Every so option, a leak or rumor pops up claiming
NVIDIA's next flagship graphics is going to be an absolute beast. Given what we know about the current generation flagships, the GeForce RTX 3090 and GeForce RTX 3090 Ti, that's like saying water is wet and fire is hot. It's the more specific claims that can be interesting, though, and that's what we have here.
One of the prominent leakers on Twitter, @kopite7kimi, reiterates a previous claim that the GeForce RTX 4090 will be around
twice as fast as the GeForce RTX 3090. There's not much their tweet to qualify that, such as whether that's referring to rasterized performance, real-time ray tracing performance, 4K gaming, or whatever the case might be.
That said, the leaker does share some supposed specifications...
According to the Twitter post, the GeForce RTX 4090 with feature an Ada Lovelace GPU (AD102-300) with 16,128 CUDA cores, which extrapolates to 126 streaming multiprocessors (SMs). That's potential less than some previous rumors, which pegged a full-fat AD102 GPU as
flexing 18,423 CUDA cores. However, NVIDiA could be reserving its full-fat AD102 with a 75 percent increase in CUDA cores (compared to the GeForce RTX 3090) for a Ti variant.
The leaker also claims the GeForce RTX 4090 will wield 24GB of fast (21Gbps) GDDR6X memory, all packaged in a 450W profile. The Total Graphics Power (TGP) rating is actually in line with some earlier claims. We've also seen rumors pointing to a bigger power draw, with the GeForce RTX 3090 Ti serving as a
test vehicle for Ada Lovelace.
As for the memory, if paired with a 384-bit memory bus, we're looking at over 1TB/s of memory bandwidth just like the GeForce RTX 3090 Ti.

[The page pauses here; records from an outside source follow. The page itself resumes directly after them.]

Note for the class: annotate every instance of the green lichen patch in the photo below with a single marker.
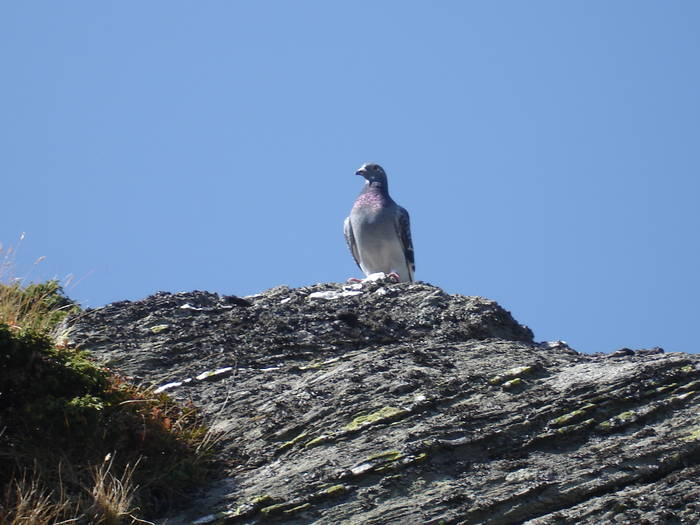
(513, 373)
(298, 508)
(274, 509)
(262, 500)
(513, 384)
(693, 435)
(320, 440)
(335, 490)
(383, 415)
(289, 444)
(571, 429)
(573, 416)
(693, 385)
(388, 455)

Also interesting is that @kopite7kimi notes they're "disappointed with RDNA 3." That comment drew some ire in the Twitter thread, and we're not sure why they wrote it. Perhaps it's due to the rumor that Ada Lovelace is being manufactured in a 4nm node, which in a loose sense means it's already
winning on paper versus RDNA 3. But as it stands it's a vague comment.
The usual disclaimer applies—don't put too much stock in early rumors, especially with NVIDIA being known to throw curve balls at the final hour.